W konsorcjum spółek Solorza trwają przetasowania kadrowe. Głównym wątkiem jest odsunięcie od kierowania przedsiębiorstwami przez jego dzieci. O tym ma rozstrzygnąć sąd w Lichtensteinie. Jak pisała "Gazeta Wyborcza", we wrześniu dzieci Zygmunta Solorza mieli wysłać maila do kadry menadżerskiej spółek, że władzę mogą przejmować osoby do tego nieuprawnione i aby nie podpisywali dokumentów, których legalności nie są pewni.
"GW" pisała, że dzieci Solorza są w ostrym konflikcie z Justyną Kulką, żoną ich ojca. Później zaś Zygmunt Solorz odwołał swoje dzieci z władz swoich spółek. Wraz z nimi odwołany został Jarosław Grzesiak, uznany prawnik, który był osobistym doradcą w obszarze nadzoru właścicielskiego, uznawany za bliskiego współpracownika Solorza-Żaka.
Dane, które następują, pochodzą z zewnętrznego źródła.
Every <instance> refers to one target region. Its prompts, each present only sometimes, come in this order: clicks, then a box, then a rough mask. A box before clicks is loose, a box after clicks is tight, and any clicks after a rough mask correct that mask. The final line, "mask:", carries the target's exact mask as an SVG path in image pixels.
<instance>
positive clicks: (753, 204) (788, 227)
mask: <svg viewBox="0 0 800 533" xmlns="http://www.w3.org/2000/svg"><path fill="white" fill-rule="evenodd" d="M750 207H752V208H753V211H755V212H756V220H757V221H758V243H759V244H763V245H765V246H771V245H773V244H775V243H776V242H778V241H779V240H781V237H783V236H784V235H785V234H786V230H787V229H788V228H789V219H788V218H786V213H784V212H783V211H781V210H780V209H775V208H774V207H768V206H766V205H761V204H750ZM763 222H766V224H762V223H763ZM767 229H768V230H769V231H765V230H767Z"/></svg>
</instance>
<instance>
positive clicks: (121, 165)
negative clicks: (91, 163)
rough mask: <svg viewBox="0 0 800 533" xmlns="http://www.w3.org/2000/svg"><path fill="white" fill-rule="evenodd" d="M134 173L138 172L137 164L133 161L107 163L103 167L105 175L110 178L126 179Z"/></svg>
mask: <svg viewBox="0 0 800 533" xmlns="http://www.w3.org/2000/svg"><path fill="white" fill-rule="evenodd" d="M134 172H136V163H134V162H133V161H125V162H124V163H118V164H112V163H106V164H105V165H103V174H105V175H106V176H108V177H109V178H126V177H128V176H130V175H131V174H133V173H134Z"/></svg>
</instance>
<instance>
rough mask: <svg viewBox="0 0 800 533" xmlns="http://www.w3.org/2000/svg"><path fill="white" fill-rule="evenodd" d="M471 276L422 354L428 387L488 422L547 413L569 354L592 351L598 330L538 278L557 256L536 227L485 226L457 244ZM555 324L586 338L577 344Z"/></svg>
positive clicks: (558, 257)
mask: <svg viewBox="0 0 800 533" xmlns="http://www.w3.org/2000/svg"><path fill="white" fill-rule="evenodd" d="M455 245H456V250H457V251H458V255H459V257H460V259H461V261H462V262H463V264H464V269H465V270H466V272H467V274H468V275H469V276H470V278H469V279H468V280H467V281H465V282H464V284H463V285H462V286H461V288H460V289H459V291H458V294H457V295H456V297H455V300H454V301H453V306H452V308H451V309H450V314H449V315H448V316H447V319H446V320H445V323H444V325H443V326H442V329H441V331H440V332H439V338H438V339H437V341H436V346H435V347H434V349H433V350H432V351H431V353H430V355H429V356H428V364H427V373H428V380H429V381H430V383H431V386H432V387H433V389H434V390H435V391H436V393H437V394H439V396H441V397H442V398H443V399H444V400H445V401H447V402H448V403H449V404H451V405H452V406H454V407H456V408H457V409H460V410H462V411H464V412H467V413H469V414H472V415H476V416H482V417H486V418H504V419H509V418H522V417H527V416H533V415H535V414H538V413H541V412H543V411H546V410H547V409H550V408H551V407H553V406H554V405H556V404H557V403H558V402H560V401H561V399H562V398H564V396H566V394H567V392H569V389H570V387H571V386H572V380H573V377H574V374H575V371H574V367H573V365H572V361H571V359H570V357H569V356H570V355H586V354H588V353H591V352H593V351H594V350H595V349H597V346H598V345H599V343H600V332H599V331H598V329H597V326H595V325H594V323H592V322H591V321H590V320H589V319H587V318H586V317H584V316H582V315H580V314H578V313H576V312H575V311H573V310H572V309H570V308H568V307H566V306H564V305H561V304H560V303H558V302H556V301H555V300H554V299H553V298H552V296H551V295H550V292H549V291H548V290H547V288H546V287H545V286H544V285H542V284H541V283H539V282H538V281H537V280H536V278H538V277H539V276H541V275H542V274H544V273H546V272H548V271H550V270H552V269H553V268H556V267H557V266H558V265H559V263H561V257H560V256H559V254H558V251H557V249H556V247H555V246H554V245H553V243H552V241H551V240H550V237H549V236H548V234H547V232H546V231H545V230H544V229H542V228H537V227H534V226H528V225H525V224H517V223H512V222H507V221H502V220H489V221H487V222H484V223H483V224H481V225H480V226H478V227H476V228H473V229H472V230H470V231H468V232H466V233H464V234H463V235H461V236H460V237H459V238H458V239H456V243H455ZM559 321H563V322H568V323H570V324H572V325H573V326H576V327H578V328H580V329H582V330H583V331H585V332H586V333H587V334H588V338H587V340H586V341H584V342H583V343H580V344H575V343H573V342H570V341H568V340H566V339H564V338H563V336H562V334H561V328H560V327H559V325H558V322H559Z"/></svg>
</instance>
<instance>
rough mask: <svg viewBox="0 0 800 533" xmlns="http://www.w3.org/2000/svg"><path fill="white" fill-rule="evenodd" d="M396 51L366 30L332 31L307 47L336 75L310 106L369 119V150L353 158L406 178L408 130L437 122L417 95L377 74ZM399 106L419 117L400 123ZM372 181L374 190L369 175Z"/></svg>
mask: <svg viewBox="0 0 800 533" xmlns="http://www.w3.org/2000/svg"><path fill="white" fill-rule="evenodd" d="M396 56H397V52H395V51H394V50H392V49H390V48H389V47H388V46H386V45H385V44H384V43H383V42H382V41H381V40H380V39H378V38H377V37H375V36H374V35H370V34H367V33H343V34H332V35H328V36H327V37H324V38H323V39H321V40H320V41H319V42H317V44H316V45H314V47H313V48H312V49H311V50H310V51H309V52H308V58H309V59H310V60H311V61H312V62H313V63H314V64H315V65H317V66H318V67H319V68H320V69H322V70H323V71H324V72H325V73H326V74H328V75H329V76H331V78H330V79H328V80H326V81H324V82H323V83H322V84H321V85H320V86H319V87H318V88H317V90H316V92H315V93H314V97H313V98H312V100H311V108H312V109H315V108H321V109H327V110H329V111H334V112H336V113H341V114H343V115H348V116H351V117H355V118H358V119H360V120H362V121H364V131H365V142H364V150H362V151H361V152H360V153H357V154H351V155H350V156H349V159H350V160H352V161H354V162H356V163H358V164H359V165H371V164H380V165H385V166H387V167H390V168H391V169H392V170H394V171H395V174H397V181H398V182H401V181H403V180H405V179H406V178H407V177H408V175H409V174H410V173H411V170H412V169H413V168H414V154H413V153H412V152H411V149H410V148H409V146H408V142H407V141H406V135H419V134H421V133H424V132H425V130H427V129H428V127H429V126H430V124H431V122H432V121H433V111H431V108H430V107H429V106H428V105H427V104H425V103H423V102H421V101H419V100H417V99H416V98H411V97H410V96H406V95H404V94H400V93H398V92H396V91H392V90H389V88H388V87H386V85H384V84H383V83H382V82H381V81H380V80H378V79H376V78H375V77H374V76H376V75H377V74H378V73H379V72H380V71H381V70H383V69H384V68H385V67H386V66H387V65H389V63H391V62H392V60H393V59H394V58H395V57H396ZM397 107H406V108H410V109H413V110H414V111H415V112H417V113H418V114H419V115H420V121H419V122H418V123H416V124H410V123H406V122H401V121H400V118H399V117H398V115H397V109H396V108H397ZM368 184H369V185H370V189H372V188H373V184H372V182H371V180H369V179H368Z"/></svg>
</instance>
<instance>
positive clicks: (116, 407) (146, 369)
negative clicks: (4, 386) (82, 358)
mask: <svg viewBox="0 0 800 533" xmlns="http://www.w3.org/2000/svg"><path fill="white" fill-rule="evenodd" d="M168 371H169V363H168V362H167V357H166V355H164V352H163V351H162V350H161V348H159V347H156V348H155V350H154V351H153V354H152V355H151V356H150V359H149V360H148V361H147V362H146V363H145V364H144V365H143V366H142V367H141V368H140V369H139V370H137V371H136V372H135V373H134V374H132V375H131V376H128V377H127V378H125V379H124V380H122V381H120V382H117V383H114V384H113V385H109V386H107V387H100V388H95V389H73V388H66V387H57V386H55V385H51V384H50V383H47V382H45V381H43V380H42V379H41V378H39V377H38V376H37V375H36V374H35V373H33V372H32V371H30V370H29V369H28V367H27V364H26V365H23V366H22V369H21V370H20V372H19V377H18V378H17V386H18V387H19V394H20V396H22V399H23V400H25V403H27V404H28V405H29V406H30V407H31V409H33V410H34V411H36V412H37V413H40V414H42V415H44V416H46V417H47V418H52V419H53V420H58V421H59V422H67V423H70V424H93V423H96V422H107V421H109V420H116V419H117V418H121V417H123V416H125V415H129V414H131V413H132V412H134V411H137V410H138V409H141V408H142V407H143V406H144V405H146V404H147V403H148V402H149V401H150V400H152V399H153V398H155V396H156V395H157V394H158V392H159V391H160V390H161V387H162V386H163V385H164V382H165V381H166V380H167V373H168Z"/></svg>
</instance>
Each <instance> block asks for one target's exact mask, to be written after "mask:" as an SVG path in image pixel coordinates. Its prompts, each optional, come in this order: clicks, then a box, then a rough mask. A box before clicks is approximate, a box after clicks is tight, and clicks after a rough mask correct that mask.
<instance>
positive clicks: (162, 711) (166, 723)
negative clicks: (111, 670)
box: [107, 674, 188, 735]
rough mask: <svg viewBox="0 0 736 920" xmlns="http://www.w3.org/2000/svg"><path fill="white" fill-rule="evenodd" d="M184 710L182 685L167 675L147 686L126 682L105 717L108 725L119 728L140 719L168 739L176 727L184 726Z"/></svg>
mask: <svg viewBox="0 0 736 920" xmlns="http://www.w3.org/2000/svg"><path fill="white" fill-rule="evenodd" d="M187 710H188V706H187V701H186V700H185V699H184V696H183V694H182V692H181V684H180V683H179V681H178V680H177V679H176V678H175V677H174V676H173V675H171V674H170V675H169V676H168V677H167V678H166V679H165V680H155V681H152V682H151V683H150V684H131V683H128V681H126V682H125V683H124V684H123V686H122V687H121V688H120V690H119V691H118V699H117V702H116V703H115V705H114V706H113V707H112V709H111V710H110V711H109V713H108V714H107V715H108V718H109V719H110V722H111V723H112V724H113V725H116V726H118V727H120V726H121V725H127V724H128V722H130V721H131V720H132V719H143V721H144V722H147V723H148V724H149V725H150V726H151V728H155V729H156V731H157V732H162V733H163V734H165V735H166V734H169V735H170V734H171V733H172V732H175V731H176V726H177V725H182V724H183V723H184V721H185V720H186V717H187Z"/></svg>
Spore poruszenie wywołało nagranie z obrad ZE PAK i NWZA Polsatu Cyfrowego. Na nagraniu było widać, że Solorz-Żak miał problem z swobodnym wypowiadaniem się. Wynika to z jego choroby degeneracji zdolności kognitywnych (co przekłada się na problemy z przyswajaniem i analizowaniem faktów). Jak podaje "Newsweek", to właśnie z powodu choroby Solorz-Żak miał zacząć dekadę temu pierwsze przymiarki do sukcesji.
Według informacji Business Insider (BI), od momentu rozpoczęcia konfliktu rodzinnego, akcje Cyfrowego Polsatu zanotowały spadek o 13,1 proc., osiągając wartość 12 zł. To oznacza obniżenie wartości rynkowej o 1,14 mld zł. Spółka zmaga się z dużym zadłużeniem, które na koniec czerwca 2024 r. wynosiło niemal 15,4 mld zł, z czego około 30 proc. stanowią obligacje, a 70 proc. kredyty bankowe.
Analitycy, na których powołuje się BI potwierdzają, że rodzinne zawirowania nie wpłynęły na kondycję finansową Cyfrowego Polsatu.
- Firma działa normalnie, nie ma rewolucji w strategii, nie doszło do zaburzenia jej podstawowego biznesu. Nie ma też czystki kadrowej, a usunięcie z organów spółki dzieci miliardera w warunkach braku sporu o sukcesję można by nawet traktować pozytywnie, bo w ich miejsce mogliby trafić profesjonalni menedżerowie - twierdzi rozmówca chcący zachować anonimowość, cytowany przez Business Insider.